Why AEW Rampage Hasn't Quite Worked (Yet)
Ratings talk has been partially cannibalised by much of wrestling's worst critical base.
The criticisms thrown at both WWE and AEW since the latter's 2019 launch by the most staunchly tribal on either side are desperate to the point of irrelevance. It's bubble stuff informed entirely by unwavering - and often unsupported - belief in one set of initials over another.
TV numbers are interesting to dig into to try and find trends, but the objective realities don't have reflect one's subjective taste. And even then they can be manipulated to fit an argument.

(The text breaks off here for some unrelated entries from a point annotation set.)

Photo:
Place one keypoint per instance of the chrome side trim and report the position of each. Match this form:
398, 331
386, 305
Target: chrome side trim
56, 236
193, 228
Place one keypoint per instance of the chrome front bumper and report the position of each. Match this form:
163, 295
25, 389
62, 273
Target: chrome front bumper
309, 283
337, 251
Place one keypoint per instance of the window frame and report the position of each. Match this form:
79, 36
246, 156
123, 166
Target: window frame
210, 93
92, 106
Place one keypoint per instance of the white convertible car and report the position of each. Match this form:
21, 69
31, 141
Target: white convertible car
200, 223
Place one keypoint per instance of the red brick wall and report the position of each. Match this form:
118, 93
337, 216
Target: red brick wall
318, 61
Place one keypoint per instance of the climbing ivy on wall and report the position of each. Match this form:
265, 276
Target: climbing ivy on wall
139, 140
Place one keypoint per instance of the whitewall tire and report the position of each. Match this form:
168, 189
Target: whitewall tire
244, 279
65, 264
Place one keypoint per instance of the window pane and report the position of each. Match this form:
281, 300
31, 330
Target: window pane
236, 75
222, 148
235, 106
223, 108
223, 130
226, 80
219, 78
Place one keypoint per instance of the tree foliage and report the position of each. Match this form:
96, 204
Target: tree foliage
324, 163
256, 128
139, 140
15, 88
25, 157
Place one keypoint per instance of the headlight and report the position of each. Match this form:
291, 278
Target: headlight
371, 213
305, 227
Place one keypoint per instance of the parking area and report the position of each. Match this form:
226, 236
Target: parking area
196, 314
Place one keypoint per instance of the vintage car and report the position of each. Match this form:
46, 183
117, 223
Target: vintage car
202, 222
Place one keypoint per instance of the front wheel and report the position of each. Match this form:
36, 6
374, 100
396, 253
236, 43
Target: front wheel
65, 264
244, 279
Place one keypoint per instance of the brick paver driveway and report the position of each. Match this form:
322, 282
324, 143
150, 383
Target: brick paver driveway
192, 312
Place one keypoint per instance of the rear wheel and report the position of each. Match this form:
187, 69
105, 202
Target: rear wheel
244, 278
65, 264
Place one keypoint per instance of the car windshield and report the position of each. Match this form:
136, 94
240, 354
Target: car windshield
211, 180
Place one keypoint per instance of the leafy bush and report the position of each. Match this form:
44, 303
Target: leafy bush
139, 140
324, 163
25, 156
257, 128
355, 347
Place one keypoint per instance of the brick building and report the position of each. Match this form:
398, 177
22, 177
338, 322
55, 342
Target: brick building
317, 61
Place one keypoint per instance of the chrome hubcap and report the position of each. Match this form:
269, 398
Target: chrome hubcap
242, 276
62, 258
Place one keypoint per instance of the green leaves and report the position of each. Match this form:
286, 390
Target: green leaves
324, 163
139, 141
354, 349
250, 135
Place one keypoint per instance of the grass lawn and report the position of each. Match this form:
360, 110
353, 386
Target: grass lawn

The September 24th edition of Rampage finished Number One in cable, posted demographics consistent with AEW's pleasing form in that field, and would have scored the show's second highest viewership ever without the bonus second hour dragging the average down. The other way to shape that story? "Lowest viewed Rampage in the show's history". This, as you may remember, is because wrestling is often analysed in restrictive and derivative binaries.
It's ironic; a "quite good" or a "not bad" won't spark conversations, but with AEW, they should. "All Elite" makes it pretty clear what wrestling you're supposed to be receiving from the show. Fans aren't so expectant that they need that from everything, but the longer Rampage strays from the USP, the more it'll undermine this wonderfully improbable wrestling utopia.